Makaronia me Kima - 43rd place

makaraonia me kima

"This Greek version of pasta and a tomato-based meat ragù is a traditional dish that appears in numerous versions across the country. Although makaronia me kima is incredibly versatile and can be easily adapted with additional ingredients, it is usually distinguished by the use of fragrant spices such as cinnamon or cloves in the meat ragù.

"It is a classic comfort dish that is typically garnished with grated cheese."

Astakomakaronada - 35th place

Astakomakaronada

“The main element in this exquisite Greek dish is lobster meat that is coupled with a flavorful tomato-based sauce and served over pasta. The dish is typically prepared with spaghetti, while the sauce is usually enriched with wine and various herbs and spices.

"Lobster meat is traditionally served in shells, and the whole dish is generously garnished with parsley. Though it can be found in other Greek regions, astakomakaronada is mainly associated with the island of Skyros."

Pastitsio - 20th place

Pastitsio

"Although the Greeks did not invent pasta, they have been consuming similar foods since ancient times. Actually, some terms we usually associate with Italian food like lasagna and macaroni are thought by some to be of Greek origin.

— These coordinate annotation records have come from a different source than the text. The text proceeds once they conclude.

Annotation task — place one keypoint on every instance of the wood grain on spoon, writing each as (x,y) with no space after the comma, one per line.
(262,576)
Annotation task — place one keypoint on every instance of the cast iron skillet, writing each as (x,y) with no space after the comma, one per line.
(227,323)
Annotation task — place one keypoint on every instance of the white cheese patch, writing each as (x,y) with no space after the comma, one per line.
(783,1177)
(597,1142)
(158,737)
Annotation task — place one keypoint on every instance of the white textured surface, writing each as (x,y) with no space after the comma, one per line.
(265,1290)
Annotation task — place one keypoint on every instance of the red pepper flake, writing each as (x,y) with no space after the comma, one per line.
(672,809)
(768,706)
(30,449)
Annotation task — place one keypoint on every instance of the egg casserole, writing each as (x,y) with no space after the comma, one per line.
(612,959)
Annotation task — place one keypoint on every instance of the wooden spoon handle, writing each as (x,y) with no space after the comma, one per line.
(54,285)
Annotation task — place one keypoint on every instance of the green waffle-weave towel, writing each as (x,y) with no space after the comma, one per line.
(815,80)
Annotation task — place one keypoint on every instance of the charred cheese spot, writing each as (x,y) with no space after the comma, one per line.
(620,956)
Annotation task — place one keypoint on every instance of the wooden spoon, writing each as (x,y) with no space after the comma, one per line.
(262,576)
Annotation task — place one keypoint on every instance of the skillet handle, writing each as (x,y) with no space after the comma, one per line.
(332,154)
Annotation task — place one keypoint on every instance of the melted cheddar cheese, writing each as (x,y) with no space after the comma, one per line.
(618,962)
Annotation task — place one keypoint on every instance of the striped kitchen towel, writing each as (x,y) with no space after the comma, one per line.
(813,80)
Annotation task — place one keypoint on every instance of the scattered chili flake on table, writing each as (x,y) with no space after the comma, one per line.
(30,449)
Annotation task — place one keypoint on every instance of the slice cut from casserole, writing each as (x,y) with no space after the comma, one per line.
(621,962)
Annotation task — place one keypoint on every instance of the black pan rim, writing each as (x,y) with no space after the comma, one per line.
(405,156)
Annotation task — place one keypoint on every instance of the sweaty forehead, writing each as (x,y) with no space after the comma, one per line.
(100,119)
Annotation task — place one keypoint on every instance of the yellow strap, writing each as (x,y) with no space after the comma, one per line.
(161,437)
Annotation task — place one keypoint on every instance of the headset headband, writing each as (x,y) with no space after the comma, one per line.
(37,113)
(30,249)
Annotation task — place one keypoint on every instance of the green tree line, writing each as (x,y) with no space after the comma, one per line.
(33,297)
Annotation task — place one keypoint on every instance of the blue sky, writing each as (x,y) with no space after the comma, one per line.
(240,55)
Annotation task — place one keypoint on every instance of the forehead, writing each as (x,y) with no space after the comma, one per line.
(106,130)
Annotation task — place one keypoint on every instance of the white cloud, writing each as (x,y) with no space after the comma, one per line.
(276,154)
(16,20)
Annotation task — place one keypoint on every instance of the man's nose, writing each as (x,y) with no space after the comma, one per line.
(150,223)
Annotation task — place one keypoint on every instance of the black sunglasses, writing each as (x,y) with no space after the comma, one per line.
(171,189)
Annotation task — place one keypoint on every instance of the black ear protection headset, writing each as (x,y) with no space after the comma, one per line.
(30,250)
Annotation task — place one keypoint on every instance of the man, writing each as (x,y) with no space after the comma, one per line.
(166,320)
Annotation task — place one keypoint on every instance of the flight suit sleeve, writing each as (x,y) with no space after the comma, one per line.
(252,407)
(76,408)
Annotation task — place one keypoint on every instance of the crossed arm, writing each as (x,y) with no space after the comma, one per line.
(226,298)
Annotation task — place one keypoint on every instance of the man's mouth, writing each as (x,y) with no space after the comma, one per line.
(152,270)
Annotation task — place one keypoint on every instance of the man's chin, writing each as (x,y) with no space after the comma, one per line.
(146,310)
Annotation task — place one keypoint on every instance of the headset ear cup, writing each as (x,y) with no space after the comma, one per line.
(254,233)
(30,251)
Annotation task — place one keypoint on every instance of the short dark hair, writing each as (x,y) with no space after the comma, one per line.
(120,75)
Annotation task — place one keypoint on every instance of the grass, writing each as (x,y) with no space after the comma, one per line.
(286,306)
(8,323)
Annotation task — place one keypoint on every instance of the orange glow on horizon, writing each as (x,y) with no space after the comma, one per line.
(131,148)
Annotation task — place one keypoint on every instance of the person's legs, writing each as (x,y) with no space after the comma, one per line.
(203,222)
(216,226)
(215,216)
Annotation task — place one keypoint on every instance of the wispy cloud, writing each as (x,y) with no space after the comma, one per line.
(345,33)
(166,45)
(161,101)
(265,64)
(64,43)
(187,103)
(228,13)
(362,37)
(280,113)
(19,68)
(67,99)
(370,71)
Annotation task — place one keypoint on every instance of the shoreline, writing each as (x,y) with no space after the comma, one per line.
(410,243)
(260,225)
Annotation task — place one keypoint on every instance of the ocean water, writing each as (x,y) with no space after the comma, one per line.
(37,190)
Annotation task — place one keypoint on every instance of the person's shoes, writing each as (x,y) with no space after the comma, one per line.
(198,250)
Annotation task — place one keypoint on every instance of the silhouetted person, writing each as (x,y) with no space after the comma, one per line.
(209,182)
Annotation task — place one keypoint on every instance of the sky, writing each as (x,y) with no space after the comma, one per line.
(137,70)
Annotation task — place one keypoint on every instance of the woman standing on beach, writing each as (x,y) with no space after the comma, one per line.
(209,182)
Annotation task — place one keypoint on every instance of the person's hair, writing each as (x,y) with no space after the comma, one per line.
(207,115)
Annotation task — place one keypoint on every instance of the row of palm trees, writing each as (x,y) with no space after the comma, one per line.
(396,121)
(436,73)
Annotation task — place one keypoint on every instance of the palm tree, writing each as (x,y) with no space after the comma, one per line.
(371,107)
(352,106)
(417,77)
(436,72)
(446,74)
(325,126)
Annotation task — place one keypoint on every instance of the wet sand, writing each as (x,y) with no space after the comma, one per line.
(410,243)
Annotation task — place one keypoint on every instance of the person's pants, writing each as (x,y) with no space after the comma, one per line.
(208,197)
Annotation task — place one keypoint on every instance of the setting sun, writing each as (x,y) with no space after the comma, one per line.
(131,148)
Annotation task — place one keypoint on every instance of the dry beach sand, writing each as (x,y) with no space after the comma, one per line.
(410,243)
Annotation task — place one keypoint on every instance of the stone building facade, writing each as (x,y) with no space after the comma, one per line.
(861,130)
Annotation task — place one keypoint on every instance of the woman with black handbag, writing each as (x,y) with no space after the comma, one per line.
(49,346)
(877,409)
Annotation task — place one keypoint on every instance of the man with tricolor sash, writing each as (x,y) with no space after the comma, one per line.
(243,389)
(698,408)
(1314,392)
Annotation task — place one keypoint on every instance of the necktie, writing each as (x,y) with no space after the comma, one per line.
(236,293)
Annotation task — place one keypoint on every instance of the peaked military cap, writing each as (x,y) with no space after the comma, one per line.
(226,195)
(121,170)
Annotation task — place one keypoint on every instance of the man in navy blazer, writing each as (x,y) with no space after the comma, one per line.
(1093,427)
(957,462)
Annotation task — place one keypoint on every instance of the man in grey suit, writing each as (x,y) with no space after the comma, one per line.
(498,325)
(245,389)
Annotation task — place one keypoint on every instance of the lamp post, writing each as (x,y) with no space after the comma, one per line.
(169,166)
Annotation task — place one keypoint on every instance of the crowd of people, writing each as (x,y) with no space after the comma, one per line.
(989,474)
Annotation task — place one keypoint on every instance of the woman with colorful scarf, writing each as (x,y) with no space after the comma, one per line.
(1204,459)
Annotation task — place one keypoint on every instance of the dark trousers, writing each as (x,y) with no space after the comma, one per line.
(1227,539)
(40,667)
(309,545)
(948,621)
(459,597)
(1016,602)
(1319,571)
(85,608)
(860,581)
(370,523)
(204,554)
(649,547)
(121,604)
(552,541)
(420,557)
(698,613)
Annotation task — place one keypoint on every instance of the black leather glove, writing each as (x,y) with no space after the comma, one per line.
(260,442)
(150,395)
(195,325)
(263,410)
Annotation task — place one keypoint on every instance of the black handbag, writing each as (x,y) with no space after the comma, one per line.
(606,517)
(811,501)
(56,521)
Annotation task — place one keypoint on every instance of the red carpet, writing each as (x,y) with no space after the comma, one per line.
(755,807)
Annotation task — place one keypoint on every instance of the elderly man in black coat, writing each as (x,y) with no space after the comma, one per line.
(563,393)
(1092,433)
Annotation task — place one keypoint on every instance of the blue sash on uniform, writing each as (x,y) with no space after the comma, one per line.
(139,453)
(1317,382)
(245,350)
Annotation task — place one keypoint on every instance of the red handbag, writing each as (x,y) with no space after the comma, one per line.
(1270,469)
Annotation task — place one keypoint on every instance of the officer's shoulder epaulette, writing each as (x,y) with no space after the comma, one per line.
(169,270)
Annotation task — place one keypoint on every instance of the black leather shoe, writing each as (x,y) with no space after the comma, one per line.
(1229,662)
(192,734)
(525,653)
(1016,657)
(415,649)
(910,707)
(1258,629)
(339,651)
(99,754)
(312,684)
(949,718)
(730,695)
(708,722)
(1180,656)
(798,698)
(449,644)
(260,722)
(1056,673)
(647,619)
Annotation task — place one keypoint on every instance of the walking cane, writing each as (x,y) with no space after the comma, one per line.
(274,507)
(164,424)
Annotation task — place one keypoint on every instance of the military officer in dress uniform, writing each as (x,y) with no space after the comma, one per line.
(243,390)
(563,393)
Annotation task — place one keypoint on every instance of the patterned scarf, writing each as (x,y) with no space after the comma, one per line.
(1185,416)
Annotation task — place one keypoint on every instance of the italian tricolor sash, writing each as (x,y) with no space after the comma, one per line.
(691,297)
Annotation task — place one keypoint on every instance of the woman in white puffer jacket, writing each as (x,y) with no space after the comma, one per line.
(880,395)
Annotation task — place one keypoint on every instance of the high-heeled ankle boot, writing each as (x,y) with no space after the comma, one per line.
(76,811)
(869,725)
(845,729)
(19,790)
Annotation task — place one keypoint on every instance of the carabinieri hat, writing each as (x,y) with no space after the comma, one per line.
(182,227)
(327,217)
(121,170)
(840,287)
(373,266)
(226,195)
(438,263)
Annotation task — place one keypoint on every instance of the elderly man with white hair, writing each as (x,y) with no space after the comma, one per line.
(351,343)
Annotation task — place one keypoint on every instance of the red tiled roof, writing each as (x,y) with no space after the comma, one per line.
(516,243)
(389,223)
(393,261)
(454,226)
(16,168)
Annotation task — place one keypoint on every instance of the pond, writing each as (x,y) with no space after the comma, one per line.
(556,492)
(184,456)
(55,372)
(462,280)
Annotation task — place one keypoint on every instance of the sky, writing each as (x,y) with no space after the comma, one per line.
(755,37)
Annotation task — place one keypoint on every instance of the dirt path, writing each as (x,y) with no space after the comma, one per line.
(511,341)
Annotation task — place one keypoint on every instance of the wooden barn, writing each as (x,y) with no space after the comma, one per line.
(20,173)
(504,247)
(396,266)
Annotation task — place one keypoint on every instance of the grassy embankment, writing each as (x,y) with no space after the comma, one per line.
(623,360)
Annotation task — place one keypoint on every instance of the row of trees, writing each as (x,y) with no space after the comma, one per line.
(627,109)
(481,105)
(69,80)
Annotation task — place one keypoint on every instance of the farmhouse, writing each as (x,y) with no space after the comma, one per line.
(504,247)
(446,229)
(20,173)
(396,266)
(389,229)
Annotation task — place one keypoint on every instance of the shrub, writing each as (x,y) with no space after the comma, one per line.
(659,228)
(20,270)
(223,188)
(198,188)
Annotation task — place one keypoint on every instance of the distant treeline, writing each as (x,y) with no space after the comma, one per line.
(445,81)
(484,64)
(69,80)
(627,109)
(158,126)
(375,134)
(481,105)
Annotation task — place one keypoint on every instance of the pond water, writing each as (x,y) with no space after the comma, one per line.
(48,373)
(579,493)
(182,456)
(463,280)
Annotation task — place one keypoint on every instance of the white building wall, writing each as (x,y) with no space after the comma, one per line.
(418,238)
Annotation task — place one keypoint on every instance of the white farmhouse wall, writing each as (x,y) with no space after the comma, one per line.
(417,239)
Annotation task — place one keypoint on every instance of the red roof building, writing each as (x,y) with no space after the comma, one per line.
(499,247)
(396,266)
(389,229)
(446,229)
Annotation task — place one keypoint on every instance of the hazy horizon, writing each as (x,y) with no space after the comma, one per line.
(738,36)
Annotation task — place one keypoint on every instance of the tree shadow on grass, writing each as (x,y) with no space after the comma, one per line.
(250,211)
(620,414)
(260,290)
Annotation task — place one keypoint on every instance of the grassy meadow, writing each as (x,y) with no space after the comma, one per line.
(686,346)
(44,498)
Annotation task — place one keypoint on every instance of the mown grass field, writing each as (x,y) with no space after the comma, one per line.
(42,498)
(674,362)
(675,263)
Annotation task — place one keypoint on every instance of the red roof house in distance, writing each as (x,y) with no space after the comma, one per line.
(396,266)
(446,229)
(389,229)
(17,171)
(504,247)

"However, this dish takes its name from the Italian pasticcio, a large family of pies featuring pasta and ragú. Pastitsio is to Greeks what lasagne are to the Italians and what mac and cheese is to Americans - intensely aromatic, rich and gooey layers of tubular pasta in a hearty sauce consisting of tomatoes and ground lamb meat, topped with béchamel sauce and, ideally, sprinkled with grated kefalotyri or kasseri cheese."

Giouvetsi - 7th place

giouvetsi

"This classic Greek casserole consists of a combination of pasta and tomato-braised meat that is prepared as a one-pot oven dish. Although veal is the traditional choice, various types of meat may be employed, while the rich tomato sauce is usually seasoned with cinnamon, allspice, red wine, cloves, and bay leaves.

"Tradition suggests using two types of pasta, the small-sized orzo or the square-shaped hilopites, and topping the casserole with a layer of grated cheese. Giouvetsi, named after Turkish earthenware, is a common meal served on large family gatherings and various festive occasions."


The top five on the list are the classic lasagna, the tagliatelle with Bolognese ragù, and the famous carbonara, while the Pappardelle al cinghiale dish is in first place.

pappardelle ragù di cinghiale

Pappardelle is a famous Tuscan pasta variety. When paired with ragù di cinghiale (from wild boar), they become one of the region's best culinary experiences.

"Pappardelle is a famous Tuscan pasta variety. When paired with ragù di cinghiale (made with wild boar), they become one of the region's best gastronomic experiences. Unlike classic ragù, the one prepared with wild boar has an intense, much stronger flavor achieved by long, slow simmering in a rich sauce of tomatoes and red wine.

"The tender meat paired with fresh egg pasta is a combination full of flavors and tradition in every single bite - rich and delicious, topped with a generous amount of chopped fresh parsley and a sprinkle of Parmigiano, pappardelle al ragù di cinghiale make a perfect, comforting winter dish, especially when paired with a glass of Tuscan red wine."